Jenna erinnerte sich wieder an Morgans Worte, die sie am Abend ihrer Ankunft so eindringlich in der Limousine ausgesprochen hatte: Es geht eher darum, was wir versuchen, nicht rauszulassen.

Jennas Körper fühlte sich vor Müdigkeit so schwer an, dass sie das Gefühl hatte, durch die Matratze direkt auf den Boden sinken zu können. Das Bedürfnis zu schlafen schien so unwiderstehlich wie die Anziehungskraft des Mondes auf die Gezeiten. Noch einen Moment länger kämpfte sie dagegen an.
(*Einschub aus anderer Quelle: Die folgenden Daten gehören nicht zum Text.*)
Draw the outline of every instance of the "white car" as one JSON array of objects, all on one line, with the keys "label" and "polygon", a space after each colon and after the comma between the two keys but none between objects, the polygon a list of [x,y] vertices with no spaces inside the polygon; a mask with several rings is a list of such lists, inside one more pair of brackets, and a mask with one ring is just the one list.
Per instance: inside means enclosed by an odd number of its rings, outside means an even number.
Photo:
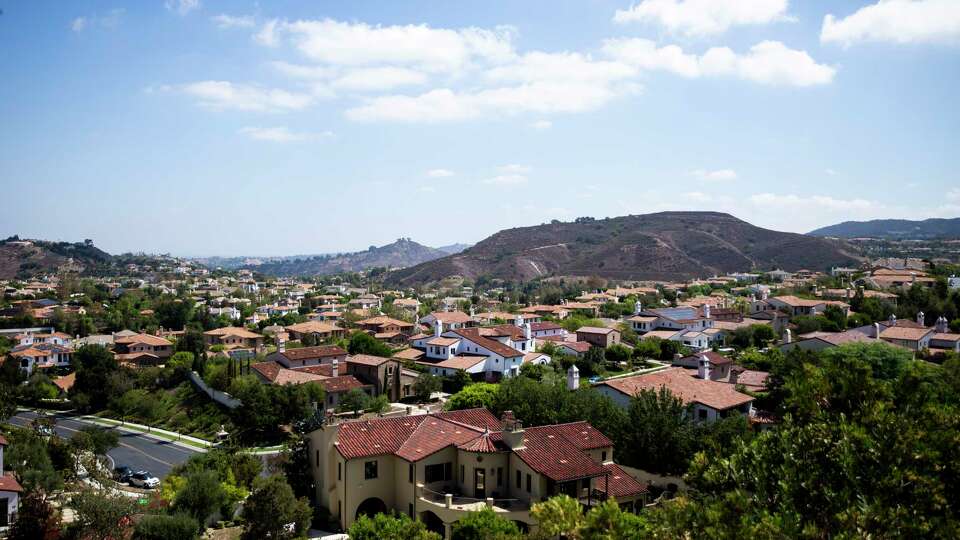
[{"label": "white car", "polygon": [[147,471],[137,471],[130,475],[130,485],[139,488],[153,489],[160,485],[160,479]]}]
»Die hatte ich bereits, Morgan. Die habe ich bereits, und es gibt nichts, das mich hier gegen meinen Willen festhält. Ich mache da nicht mit. Ganz gleich, was Leander und der Rat oder sonst jemand auch versuchen mag – ich werde nicht mitmachen.« Sie sah Morgan blinzelnd an. Ihr Gesicht verschwamm immer wieder vor ihren Augen. »Und ich glaube auch nicht, dass du in Wirklichkeit mitmachen willst. Ich glaube, dass dir dieser ganze Macho-Scheiß bis hier steht.«

Morgan drückte erneut ihre Hand. Ihr Gesicht verschwamm wieder vor Jennas Augen, als sich die Erschöpfung wie langsam härter werdender Zement durch ihre Muskeln ausbreitete.

»Versprich mir also, dass du ihnen nichts erzählen wirst. Jedenfalls nicht für den Moment. Nicht ehe ich herausgefunden habe, wie es sich vermeiden lässt – oder wie ich es schaffe, hier wegzukommen. Versprich es mir. Dann werde ich dir versprechen, dir dafür auch etwas zu geben. Was immer du willst, und was immer ich dir geben kann.«

»Alles?«, fragte Morgan, die plötzlich angespannt wirkte. »Du gibst mir alles, was ich will? Ist das ein Versprechen?«

»Ja, das ist ein Versprechen.«

Jennas Augen fielen zu. Doch sie riss sie wieder auf, als sich Morgans Fingernägel in das Fleisch ihrer Hand vergruben. Sie beugte sich zu ihr, die Augen groß und dunkel, und sah sie eindringlich an.

»Ich will, was mir immer vorenthalten wurde, was für andere selbstverständlich ist. Ich will, was du hast, Jenna. Ich will frei sein. Ich will Sommerley verlassen können und nie mehr hierher zurückkehren. Ich will mir auch keine Sorgen machen müssen, dass man mich sucht und jagt. Wenn du Leander dazu bringen kannst, mich gehen zu lassen, dann werde ich niemandem ein Sterbenswörtchen verraten. Ich werde dir sogar helfen, hier rauszukommen. Du hast mein Wort.«

Die unterdrückte Leidenschaft in Morgans Stimme überzeugte Jenna.

Sie sank zur Seite, und ihr Kopf fiel auf das Kissen. »Abgemacht«, murmelte sie bereits halb schlafend. »Aber verrat es niemandem. Das wissen nur wir beide … Für den Moment … Und ich werde Leander überreden, dich ziehen zu lassen … Ich bin mir sicher, dass ich einen Weg finden werde, ihn zu überzeugen …«

Die Dunkelheit begann sich wie eine warme, weiche Decke über sie zu legen.

Sie schlief beinahe, als sie Morgan noch etwas flüstern hörte. Etwas Gequältes, Worte voller Selbsthass. Fast klang es so, als ob sie um Vergebung bitten würde.

Doch ehe Jenna fragen konnte, wofür Morgan um Vergebung bat, sank sie in tiefen Schlaf.